Out West Arts: Performance at the end of the world

Opera, music, theater, and art in Los Angeles and beyond

In The Papers

May 27, 2010

David Sefton
Photo: David Miezal 2008

I was saddened to hear the news today that David Sefton, the long time artistic director of UCLA Live, the university’s public performing arts series, has suddenly resigned. According to the Los Angeles Times, Sefton submitted his resignation to take effect immediately when he felt he could not abide a “restructuring” of the program dictated by the university and its own declining economic fortunes. Apparently the first change in the restructuring will be an end to the International Theater Festival Sefton championed since 2002 and which will not be a part of the upcoming season. It’s just tragic since the series has undoubtedly been the source of the most important programming UCLA Live has presented over the last decade. Sefton notes in the report that without this kind of programming, there is little interest for him in what the entire program has to offer in the future. I know how he feels. And without a replacement in the wings at a time of “restructuring”, it appears that the series risks entering a free fall in the not-to-distant future even though Sefton has reportedly finished booking the 2010-2011 season that is to be announced shortly. They might as well start booking that Steel Magnolias revival with Kathy Rigby as we speak. At least I’ll get to save some money by not renewing my subscription.

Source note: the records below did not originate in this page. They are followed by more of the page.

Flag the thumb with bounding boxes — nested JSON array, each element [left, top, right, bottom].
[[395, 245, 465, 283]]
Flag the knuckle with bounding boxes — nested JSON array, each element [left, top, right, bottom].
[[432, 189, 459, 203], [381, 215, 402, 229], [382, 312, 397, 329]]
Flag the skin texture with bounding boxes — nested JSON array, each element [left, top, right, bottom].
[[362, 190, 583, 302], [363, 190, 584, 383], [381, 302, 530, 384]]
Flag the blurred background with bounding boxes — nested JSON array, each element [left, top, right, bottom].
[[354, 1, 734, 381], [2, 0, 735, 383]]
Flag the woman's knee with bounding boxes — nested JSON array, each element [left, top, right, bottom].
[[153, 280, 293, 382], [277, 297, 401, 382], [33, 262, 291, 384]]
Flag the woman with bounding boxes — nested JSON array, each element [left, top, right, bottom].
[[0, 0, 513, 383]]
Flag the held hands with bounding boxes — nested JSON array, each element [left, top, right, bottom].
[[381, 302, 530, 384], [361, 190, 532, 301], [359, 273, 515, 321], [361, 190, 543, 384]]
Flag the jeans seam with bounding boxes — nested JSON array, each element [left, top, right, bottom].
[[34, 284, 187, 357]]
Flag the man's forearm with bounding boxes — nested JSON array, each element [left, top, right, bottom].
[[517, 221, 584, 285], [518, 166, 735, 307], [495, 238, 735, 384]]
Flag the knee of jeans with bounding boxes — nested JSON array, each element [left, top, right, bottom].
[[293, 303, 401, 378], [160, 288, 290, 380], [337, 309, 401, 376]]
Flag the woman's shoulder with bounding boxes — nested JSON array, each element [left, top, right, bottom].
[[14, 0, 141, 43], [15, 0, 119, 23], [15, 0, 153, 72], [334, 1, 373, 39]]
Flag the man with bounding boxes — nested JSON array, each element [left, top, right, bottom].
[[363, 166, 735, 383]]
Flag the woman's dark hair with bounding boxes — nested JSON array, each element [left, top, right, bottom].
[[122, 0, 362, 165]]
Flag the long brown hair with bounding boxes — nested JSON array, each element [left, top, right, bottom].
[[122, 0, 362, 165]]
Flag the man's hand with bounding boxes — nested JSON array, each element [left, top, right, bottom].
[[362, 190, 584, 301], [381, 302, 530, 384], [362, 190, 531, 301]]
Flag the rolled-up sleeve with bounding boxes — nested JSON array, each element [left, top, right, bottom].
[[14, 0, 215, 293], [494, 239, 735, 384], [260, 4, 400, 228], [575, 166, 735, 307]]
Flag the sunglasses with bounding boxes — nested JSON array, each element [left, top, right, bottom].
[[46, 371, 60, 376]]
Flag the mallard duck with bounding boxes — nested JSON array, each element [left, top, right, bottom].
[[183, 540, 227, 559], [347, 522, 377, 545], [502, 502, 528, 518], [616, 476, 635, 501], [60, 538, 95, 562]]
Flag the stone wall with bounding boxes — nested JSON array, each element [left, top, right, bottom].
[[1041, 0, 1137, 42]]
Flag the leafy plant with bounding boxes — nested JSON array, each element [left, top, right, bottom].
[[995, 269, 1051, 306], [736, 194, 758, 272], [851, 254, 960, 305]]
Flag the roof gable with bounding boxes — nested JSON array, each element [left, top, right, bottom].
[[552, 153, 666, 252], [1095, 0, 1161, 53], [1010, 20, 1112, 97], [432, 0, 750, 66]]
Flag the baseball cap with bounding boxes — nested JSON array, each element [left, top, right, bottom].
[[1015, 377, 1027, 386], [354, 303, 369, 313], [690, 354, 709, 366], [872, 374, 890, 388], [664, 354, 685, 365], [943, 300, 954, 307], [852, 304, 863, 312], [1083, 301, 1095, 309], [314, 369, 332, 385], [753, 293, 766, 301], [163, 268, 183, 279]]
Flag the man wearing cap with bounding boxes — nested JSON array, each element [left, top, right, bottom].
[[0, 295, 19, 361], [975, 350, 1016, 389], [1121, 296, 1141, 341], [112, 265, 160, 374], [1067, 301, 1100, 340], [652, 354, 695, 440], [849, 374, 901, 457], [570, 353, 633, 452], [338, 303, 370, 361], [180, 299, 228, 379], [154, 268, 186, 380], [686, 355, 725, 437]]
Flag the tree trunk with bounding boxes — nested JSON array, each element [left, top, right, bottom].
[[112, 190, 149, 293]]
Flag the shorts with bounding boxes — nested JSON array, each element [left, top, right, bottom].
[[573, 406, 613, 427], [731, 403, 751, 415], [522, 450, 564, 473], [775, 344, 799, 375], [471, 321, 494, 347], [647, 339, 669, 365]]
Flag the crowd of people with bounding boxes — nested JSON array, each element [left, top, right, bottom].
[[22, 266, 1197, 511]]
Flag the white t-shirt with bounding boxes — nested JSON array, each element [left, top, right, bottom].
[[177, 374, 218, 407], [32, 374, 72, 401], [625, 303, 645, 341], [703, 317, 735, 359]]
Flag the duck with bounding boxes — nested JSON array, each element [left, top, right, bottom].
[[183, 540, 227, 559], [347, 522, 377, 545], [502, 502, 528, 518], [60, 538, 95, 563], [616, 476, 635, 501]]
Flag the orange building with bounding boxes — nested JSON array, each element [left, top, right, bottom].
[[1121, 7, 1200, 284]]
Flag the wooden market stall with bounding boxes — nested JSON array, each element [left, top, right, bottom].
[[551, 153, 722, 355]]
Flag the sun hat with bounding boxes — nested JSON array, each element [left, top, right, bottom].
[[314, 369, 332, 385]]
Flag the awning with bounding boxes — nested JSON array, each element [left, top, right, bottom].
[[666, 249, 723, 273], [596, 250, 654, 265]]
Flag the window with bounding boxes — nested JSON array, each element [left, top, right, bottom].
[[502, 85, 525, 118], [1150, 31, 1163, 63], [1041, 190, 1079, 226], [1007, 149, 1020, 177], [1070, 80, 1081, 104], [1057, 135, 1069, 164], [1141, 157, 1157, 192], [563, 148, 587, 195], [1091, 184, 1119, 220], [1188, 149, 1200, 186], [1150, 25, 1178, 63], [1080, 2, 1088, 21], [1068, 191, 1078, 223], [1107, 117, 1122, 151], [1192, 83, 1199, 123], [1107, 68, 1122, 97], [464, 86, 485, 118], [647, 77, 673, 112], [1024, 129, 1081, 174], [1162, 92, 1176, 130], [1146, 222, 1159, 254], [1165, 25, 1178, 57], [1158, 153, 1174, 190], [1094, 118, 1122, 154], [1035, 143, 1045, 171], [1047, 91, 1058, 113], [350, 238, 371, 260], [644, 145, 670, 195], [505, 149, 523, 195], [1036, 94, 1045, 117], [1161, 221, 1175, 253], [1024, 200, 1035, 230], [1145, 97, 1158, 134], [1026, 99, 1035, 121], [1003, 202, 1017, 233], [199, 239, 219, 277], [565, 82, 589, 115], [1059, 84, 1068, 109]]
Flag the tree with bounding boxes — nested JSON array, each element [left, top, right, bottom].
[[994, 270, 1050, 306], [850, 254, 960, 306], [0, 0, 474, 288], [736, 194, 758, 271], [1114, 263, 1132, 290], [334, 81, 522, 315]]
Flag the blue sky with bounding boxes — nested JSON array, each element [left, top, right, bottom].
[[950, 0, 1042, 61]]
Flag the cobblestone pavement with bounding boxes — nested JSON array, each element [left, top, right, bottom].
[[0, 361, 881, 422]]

Meanwhile, people can’t stop writing about Gustavo Dudamel and his recently completed national tour with the Los Angeles Philharmonic. (So why should I?) Apparently feeling that Mark Swed’s damage control over the copious negative reviews of the recent tours was insufficient, the Los Angeles Times rolled out James Rainey (I know - who??) on the 26th to raise the inherent East Coast bias of those who dared to question the maestro's skills. His most shining moment in the piece, though, was his none-to-subtle implication that racism was a factor in these negative critiques as well. And who knows, maybe that garbage struck a nerve after all when you consider the further musings of Anne Midgette on the topic in today’s Washington Post. Midgette was one of the few critics who were enthusiastically supportive of Dudamel on the tour, but still she felt the need to write more in what is essentially a defense of her view in the follow-up. Yes, she admits, she still thought the concert in Washington was magnificent. But rest assured, she explains, she by no means thinks that Dudamel is the future of classical music. Though, on the other hand she is now certain he is not "falling into [the] trained-monkey syndrome.” Well there's some fair and balanced commentary for you if nothing else. Sometimes I worry that I’m not really qualified to write about the things I do on my blog. Then I read what passes for arts journalism and criticism in the legitimate press.